What is a Use Case Diagram and when do I need one?
A Use Case Diagram is a UML behavioral diagram showing actors (users), use cases (system actions), and their interactions. You need one in Chapter 3 of every BSIT capstone documentation — it defines system scope and what each user role can do. It is the cleanest way to communicate "what does this system do?" to a non-technical panel.
What is the difference between an actor and a use case?
An actor is a role outside the system that interacts with it (User, Admin, Customer, Payment Gateway, SMS Service). Drawn as a stick figure. A use case is an action the system performs in response (Login, Place Order, Generate Report). Drawn as an ellipse inside the system boundary. Actors stay OUTSIDE the system boundary rectangle.
What is include vs extend in Use Case Diagrams?
<<include>> means "use case A always requires use case B to complete" (every Place Order <<include>> Login — you must be logged in to place an order). <<extend>> means "use case A optionally adds behavior to use case B" (Print Receipt <<extend>> Place Order — receipts are optional). Use include for mandatory reuse, extend for optional behavior.
How many use cases should my Use Case Diagram have?
A typical BSIT capstone Use Case Diagram has 10-25 use cases. Fewer than 5 means your scope is too small. More than 30 makes the diagram unreadable — split into multiple diagrams by subsystem (Customer-facing, Admin-facing, Reporting). Each use case should be a verb-noun action ("Add Book," "Process Payment"), not a feature category ("User Management").

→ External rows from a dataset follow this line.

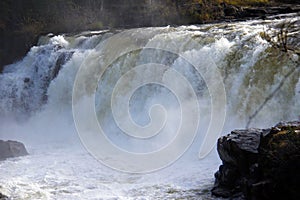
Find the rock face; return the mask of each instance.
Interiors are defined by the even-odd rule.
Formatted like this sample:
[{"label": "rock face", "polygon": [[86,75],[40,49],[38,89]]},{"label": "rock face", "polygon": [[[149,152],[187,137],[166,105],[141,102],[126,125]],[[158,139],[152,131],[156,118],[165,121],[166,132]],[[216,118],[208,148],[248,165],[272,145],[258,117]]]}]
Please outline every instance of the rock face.
[{"label": "rock face", "polygon": [[218,140],[223,162],[212,194],[231,199],[300,199],[300,122],[235,130]]},{"label": "rock face", "polygon": [[0,140],[0,160],[6,158],[18,157],[28,155],[24,144],[17,141],[3,141]]},{"label": "rock face", "polygon": [[281,6],[233,6],[229,4],[222,4],[224,17],[234,20],[245,19],[265,19],[268,16],[287,13],[298,13],[300,11],[299,5],[282,4]]},{"label": "rock face", "polygon": [[0,193],[0,200],[8,200],[8,197]]}]

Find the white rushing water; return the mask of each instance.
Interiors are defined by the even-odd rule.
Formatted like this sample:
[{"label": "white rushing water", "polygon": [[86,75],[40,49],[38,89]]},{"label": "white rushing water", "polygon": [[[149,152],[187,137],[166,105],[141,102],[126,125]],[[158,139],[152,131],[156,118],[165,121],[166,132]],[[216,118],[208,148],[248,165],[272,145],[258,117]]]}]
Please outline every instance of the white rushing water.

What free tool should I use to draw a Use Case Diagram?
draw.io / diagrams.net — free, web-based, has UML Use Case shapes built in. Lucidchart Free — prettier but limited free tier. Visual Paradigm Community — full UML support, desktop install. PlantUML — text-based, version-controllable. Start with draw.io for capstone — fastest learning curve.
Should I draw separate use case diagrams for each user role?
For most BSIT capstones — no. One Use Case Diagram showing all actors and use cases is enough. Only split into multiple diagrams if you have 4+ user roles and 30+ use cases. Some schools require a separate UCD per role for clarity — check your documentation template. When in doubt, ask your adviser before drawing.
How often is this Use Case Diagram collection updated?
New Use Case Diagrams are added regularly as we encounter new capstone domains. Existing diagrams are revised when UML notation standards update. Last refreshed: May 2026.